Alzheimer’s disease (AD) speech detection faces three key challenges: substantial intra-class variability in cognitive impairment severity, absence of fine-grained severity labels, and instance-level class imbalance—leading to poor generalization of conventional binary classifiers. To address these, we depart from the binary classification paradigm and propose Soft Target Distillation (SoTD) to model AD severity as a continuous spectrum, coupled with Instance-level Rebalancing (InRe) to mitigate severity distribution shift. Our method integrates multi-model knowledge distillation, severity-aware dynamic weighted sampling, and end-to-end speech representation learning. Evaluated on the ADReSS and ADReSSo benchmarks, our approach achieves significant accuracy improvements over baselines. SoTD enhances discriminative consistency across severity levels, while InRe effectively suppresses overfitting. Experimental results demonstrate that our framework robustly models real-world clinical heterogeneity in AD progression.
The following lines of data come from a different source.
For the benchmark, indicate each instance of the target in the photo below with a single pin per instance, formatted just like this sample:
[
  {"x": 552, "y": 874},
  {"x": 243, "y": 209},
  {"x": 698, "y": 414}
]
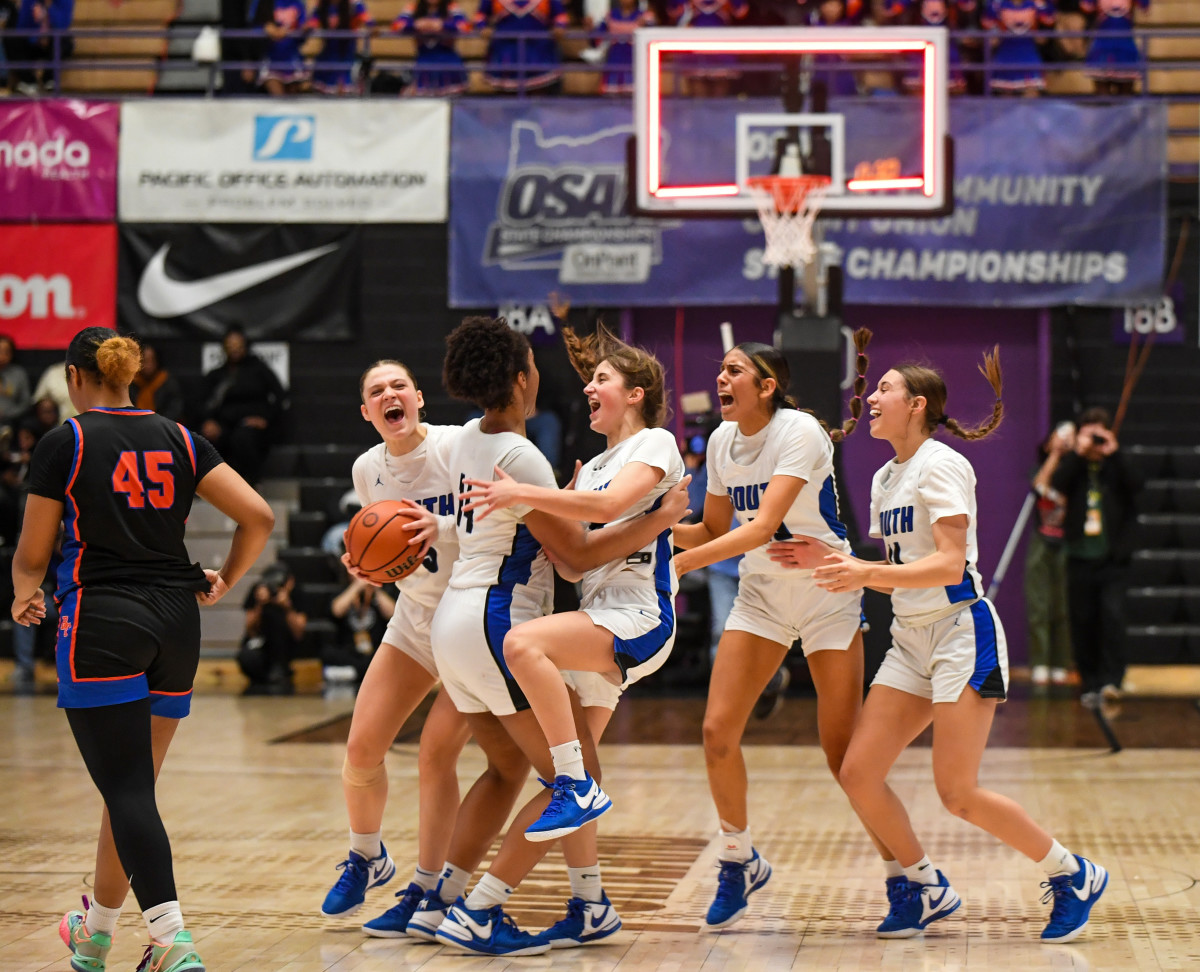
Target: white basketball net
[{"x": 787, "y": 209}]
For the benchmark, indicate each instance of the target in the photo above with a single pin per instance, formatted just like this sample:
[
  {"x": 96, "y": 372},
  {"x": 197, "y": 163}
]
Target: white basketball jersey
[
  {"x": 499, "y": 549},
  {"x": 792, "y": 444},
  {"x": 906, "y": 499},
  {"x": 649, "y": 567},
  {"x": 424, "y": 477}
]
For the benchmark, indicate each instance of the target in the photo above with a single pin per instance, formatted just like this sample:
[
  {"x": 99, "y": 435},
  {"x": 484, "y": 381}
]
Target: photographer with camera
[
  {"x": 1101, "y": 489},
  {"x": 274, "y": 630}
]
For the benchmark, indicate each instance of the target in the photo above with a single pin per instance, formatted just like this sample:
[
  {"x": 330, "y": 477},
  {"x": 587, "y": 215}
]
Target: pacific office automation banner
[
  {"x": 54, "y": 281},
  {"x": 58, "y": 161},
  {"x": 285, "y": 161},
  {"x": 279, "y": 282},
  {"x": 538, "y": 204},
  {"x": 1056, "y": 203}
]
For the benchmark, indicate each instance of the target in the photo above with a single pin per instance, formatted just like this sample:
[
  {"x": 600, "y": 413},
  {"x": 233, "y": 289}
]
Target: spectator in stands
[
  {"x": 285, "y": 71},
  {"x": 361, "y": 613},
  {"x": 155, "y": 388},
  {"x": 838, "y": 81},
  {"x": 1101, "y": 489},
  {"x": 13, "y": 379},
  {"x": 519, "y": 63},
  {"x": 1015, "y": 53},
  {"x": 436, "y": 24},
  {"x": 7, "y": 19},
  {"x": 53, "y": 384},
  {"x": 335, "y": 67},
  {"x": 931, "y": 13},
  {"x": 244, "y": 402},
  {"x": 623, "y": 18},
  {"x": 713, "y": 73},
  {"x": 46, "y": 17},
  {"x": 42, "y": 417},
  {"x": 1045, "y": 569},
  {"x": 273, "y": 635},
  {"x": 1114, "y": 60}
]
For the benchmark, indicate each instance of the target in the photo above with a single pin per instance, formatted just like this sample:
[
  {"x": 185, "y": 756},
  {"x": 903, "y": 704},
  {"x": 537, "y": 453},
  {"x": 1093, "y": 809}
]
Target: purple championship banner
[
  {"x": 1055, "y": 203},
  {"x": 58, "y": 161}
]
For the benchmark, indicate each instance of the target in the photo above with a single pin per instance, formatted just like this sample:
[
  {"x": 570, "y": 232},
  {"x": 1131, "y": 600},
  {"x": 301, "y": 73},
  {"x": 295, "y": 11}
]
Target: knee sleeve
[{"x": 363, "y": 778}]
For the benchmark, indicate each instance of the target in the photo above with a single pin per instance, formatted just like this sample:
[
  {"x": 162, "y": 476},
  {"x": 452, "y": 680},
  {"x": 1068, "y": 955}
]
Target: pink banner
[{"x": 58, "y": 161}]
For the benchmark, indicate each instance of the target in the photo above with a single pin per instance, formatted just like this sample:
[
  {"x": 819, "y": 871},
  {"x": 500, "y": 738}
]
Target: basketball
[{"x": 378, "y": 544}]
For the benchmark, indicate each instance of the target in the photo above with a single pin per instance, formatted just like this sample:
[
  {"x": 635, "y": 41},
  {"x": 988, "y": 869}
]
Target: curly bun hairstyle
[
  {"x": 636, "y": 366},
  {"x": 922, "y": 379},
  {"x": 106, "y": 355},
  {"x": 484, "y": 358}
]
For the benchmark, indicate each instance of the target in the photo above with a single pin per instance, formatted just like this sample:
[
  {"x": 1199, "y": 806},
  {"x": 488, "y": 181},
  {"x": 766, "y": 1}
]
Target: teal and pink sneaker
[
  {"x": 88, "y": 952},
  {"x": 175, "y": 955}
]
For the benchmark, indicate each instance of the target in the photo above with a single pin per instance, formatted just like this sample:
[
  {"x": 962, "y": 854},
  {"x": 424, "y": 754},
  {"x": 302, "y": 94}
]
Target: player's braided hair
[
  {"x": 106, "y": 355},
  {"x": 384, "y": 363},
  {"x": 484, "y": 358},
  {"x": 927, "y": 382},
  {"x": 771, "y": 363},
  {"x": 637, "y": 367}
]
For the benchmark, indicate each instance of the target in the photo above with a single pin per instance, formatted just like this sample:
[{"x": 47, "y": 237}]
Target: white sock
[
  {"x": 165, "y": 922},
  {"x": 425, "y": 880},
  {"x": 1059, "y": 861},
  {"x": 369, "y": 845},
  {"x": 922, "y": 873},
  {"x": 101, "y": 919},
  {"x": 735, "y": 844},
  {"x": 586, "y": 882},
  {"x": 453, "y": 883},
  {"x": 487, "y": 893},
  {"x": 569, "y": 760}
]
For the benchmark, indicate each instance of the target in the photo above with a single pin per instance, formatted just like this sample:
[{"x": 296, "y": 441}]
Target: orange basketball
[{"x": 378, "y": 544}]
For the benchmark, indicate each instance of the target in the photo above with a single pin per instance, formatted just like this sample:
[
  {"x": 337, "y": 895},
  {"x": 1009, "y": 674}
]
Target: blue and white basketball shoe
[
  {"x": 586, "y": 922},
  {"x": 394, "y": 922},
  {"x": 487, "y": 931},
  {"x": 1073, "y": 898},
  {"x": 427, "y": 918},
  {"x": 736, "y": 882},
  {"x": 915, "y": 905},
  {"x": 358, "y": 876},
  {"x": 571, "y": 804}
]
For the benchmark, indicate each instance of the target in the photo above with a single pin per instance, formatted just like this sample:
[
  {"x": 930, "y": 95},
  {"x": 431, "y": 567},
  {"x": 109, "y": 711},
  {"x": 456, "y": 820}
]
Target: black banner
[{"x": 279, "y": 282}]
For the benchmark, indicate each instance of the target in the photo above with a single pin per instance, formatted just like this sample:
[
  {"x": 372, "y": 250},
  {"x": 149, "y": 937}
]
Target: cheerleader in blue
[
  {"x": 712, "y": 73},
  {"x": 285, "y": 71},
  {"x": 514, "y": 63},
  {"x": 334, "y": 67},
  {"x": 435, "y": 23},
  {"x": 624, "y": 17},
  {"x": 1015, "y": 55},
  {"x": 1114, "y": 60}
]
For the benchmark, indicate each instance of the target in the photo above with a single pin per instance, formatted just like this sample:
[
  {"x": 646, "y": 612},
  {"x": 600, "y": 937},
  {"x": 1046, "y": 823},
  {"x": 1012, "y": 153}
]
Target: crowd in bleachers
[{"x": 333, "y": 47}]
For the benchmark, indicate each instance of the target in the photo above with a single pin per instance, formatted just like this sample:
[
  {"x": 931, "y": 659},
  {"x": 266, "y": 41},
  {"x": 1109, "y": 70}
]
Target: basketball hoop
[{"x": 787, "y": 208}]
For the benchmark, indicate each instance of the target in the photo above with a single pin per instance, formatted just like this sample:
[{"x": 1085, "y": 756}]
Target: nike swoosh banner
[
  {"x": 280, "y": 282},
  {"x": 330, "y": 161}
]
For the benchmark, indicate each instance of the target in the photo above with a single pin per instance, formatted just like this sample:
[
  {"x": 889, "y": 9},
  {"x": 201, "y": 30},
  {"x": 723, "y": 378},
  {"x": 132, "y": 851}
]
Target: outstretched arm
[
  {"x": 777, "y": 501},
  {"x": 581, "y": 550},
  {"x": 634, "y": 481}
]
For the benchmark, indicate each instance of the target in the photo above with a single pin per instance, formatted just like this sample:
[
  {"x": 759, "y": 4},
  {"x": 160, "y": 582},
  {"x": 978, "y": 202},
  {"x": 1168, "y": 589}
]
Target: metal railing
[{"x": 982, "y": 70}]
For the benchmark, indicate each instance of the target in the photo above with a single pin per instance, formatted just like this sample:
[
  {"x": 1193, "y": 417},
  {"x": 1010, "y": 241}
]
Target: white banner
[{"x": 328, "y": 161}]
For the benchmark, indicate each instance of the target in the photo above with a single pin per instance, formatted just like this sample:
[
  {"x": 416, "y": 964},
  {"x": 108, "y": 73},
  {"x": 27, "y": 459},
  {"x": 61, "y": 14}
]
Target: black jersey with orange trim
[{"x": 126, "y": 479}]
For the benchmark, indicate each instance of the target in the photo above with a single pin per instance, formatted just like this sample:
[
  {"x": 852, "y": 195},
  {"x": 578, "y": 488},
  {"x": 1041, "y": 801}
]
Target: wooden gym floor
[{"x": 252, "y": 801}]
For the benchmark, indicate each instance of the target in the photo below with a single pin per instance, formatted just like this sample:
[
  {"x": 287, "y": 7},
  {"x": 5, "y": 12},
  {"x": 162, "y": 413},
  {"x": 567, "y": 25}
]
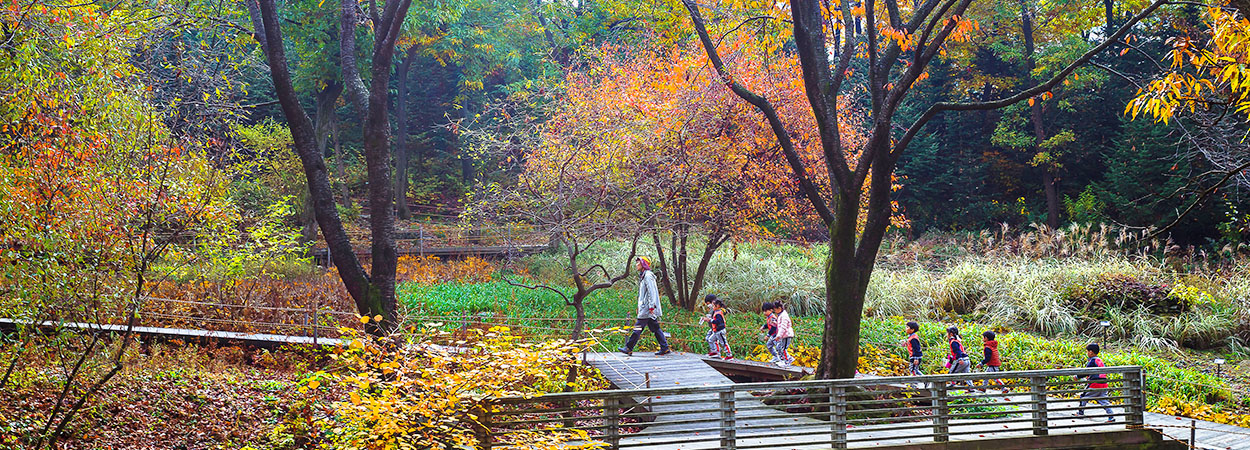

Alzheimer's Disease (AD) detection has emerged as a promising research area that employs machine learning classification models to distinguish between individuals with AD and those without. Unlike conventional classification tasks, we identify within-class variation as a critical challenge in AD detection: individuals with AD exhibit a spectrum of cognitive impairments. Given that many AD detection tasks lack fine-grained labels, simplistic binary classification may overlook two crucial aspects: within-class differences and instance-level imbalance. The former compels the model to map AD samples with varying degrees of impairment to a single diagnostic label, disregarding certain changes in cognitive function. While the latter biases the model towards overrepresented severity levels. This work presents early efforts to address these challenges. We propose two novel methods: Soft Target Distillation (SoTD) and Instance-level Re-balancing (InRe), targeting two problems respectively. Experiments on the ADReSS and ADReSSo datasets demonstrate that the proposed methods significantly improve detection accuracy. Further analysis reveals that SoTD effectively harnesses the strengths of multiple component models, while InRe substantially alleviates model over-fitting. These findings provide insights for developing more robust and reliable AD detection models.